Women's Health

Blocked Breast Ducts

Blocked breast ducts can make nursing a challenge. A duct that remains blocked for a prolonged period is at risk of becoming infected. If you are concerned, consult your doctor or public health nurse as soon as possible. If you have a fever, see your doctor immediately.

If you have been referred for treatment for a blocked duct, you should be seen within 24 hours by one of our experienced Physiotherapists for your assessment and treatment. Our Physiotherapists are very supportive of any concerns which you may have regarding your breast feeding.  Gail, Jo-Ann, Kateryna,  Hagit and Negar are our clinic Physiotherapists treating blocked breast ducts.

Treatment, if appropriate, usually consists of a specific dose of ultrasound to assist in the disruption of the blockage, soft tissue massage to move the blockage along the duct and heat. You will then be provided with a quiet area to nurse your baby. Education regarding what you can do at home will be also be provided.

A follow-up appointment will be scheduled for the following day. Please feel free to ask any questions at any time.

Pelvic Floor Rehabilitation

Pelvic Health concerns such as pelvic pain, incontinence, urgency and pelvic organ prolapse are very common and can affect a person’s day to day life.  Unfortunately, these symptoms and conditions are not often talked about so many people can suffer in silence, not knowing that there are very effective solutions available.

There are Physiotherapists specifically trained in Pelvic Floor Rehabilitation able to assess the symptoms you are having and make their recommendations for treatment in order to help you.

What is the Pelvic Floor?

The Pelvic Floor is the term used to refer to the group muscles which attach the pelvic bone to the sacrum. The muscles help support your organs, provide lumbar stability, as well as maintain continence and normal function.

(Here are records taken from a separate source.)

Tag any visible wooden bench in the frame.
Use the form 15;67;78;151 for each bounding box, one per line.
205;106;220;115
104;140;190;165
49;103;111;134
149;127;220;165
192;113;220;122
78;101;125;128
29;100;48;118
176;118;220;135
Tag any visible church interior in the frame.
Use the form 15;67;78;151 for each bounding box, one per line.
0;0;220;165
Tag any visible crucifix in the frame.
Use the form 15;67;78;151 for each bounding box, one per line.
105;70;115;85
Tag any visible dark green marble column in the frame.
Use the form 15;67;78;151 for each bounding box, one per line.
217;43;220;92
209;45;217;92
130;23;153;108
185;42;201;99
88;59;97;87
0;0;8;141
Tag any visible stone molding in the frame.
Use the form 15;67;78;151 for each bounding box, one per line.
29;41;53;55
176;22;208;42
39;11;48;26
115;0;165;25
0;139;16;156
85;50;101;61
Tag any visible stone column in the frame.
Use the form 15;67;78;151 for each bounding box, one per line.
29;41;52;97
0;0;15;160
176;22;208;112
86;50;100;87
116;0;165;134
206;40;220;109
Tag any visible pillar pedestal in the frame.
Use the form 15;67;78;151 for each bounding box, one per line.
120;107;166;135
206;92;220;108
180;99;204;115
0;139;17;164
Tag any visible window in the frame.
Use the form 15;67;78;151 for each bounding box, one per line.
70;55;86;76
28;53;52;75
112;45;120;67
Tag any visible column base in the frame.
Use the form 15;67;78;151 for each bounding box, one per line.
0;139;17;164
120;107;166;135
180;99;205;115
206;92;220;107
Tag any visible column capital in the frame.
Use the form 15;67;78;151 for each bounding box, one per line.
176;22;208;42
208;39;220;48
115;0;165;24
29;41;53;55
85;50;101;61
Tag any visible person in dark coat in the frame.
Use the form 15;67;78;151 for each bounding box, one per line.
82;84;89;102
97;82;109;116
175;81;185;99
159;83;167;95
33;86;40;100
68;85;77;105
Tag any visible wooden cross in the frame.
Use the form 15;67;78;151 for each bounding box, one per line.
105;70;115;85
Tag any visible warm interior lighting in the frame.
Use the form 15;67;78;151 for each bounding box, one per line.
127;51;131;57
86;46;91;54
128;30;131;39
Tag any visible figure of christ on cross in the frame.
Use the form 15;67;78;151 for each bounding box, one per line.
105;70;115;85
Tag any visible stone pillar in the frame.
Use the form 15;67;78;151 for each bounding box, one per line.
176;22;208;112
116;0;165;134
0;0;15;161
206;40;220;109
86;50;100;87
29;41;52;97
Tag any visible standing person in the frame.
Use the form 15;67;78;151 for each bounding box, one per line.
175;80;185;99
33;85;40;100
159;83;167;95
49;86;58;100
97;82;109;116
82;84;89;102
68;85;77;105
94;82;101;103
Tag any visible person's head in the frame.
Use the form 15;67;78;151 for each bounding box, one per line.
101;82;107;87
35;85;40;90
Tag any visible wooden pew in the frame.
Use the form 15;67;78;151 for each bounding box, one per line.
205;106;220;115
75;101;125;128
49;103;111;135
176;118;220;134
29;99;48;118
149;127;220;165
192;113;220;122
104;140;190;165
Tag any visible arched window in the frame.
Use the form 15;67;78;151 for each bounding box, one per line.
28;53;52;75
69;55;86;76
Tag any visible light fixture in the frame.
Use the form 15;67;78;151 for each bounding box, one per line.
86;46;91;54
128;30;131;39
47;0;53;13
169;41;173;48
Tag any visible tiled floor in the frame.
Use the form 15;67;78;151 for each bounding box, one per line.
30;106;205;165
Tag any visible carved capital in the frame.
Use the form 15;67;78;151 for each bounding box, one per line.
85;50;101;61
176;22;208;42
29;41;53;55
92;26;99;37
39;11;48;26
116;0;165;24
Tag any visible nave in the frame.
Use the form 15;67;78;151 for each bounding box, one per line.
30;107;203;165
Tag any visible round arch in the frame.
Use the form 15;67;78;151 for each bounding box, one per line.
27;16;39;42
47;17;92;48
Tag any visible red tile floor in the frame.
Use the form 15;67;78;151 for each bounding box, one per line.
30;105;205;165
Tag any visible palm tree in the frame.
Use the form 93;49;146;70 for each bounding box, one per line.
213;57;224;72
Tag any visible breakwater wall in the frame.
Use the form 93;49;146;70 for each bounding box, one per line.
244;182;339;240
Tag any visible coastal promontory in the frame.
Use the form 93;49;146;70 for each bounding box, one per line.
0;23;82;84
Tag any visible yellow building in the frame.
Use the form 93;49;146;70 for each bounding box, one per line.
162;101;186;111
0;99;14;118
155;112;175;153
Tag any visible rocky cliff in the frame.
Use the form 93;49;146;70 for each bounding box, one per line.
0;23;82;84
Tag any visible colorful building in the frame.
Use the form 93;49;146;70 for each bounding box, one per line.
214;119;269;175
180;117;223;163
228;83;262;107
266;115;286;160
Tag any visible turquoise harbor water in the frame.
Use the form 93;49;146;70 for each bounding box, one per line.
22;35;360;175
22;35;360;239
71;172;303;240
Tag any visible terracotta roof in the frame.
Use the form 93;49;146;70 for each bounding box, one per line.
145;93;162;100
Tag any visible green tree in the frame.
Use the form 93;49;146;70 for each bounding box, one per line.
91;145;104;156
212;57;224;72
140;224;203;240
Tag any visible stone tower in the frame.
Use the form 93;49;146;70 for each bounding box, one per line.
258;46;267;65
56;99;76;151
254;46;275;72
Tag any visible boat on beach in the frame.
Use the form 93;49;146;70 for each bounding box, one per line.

Why is the Pelvic Floor Important?

These muscles have specific functions and are very important. A hypotonic (weak) pelvic floor can lead to incontinence. A prolapsed or hypertonic (tight) floor can lead to urinary and fecal urgency, incontinence, pelvic pain and other pelvic conditions.

What can be done?

Kegel exercise are often provided to treat pelvic floor problems. However, Kegels are not meant for everyone and are often not done properly. Physiotherapists with specialized training in pelvic floor rehabilitation should be your first line of defense for stress, urge and mixed incontinence.

Do you have questions?

Hagit and Negar are our clinic’s Physiotherapists who treat our patients requiring Pelvic Floor Rehabilitation. Please call the clinic to speak with either of them about any questions you have.

Pre/Post-Natal Care

Pro Motion Physiotherapy has Physiotherapists who are knowledgeable about and experienced in pre-natal and post-natal lifestyle care.

As your body grows month by month in your pregnancy, you will experience physical and hormonal changes which may cause problems such as: postural changes, low back pain, neck pain, balance and flare up of old injuries. Those can be treated by the Physiotherapist with the goal to relieve discomfort.

Research shows that a good exercise program can prevent or reduce the risk of constipation, gestational diabetes, hypertension, placental damage, diastases recti during pregnancy, obstetrician intervention and cesarean. A proper exercise program reduces active labour time during delivery and improves bladder control. It also lowers the risk of loss of bone density, and speeds up restoration of pre-activity fitness postpartum.

We can provide an individualized and appropriate exercise program for all the stages of pregnancy as well as a postpartum exercise program for mother and child. The goal is to help promote a positive pregnancy and healthy lifestyle for you and your baby.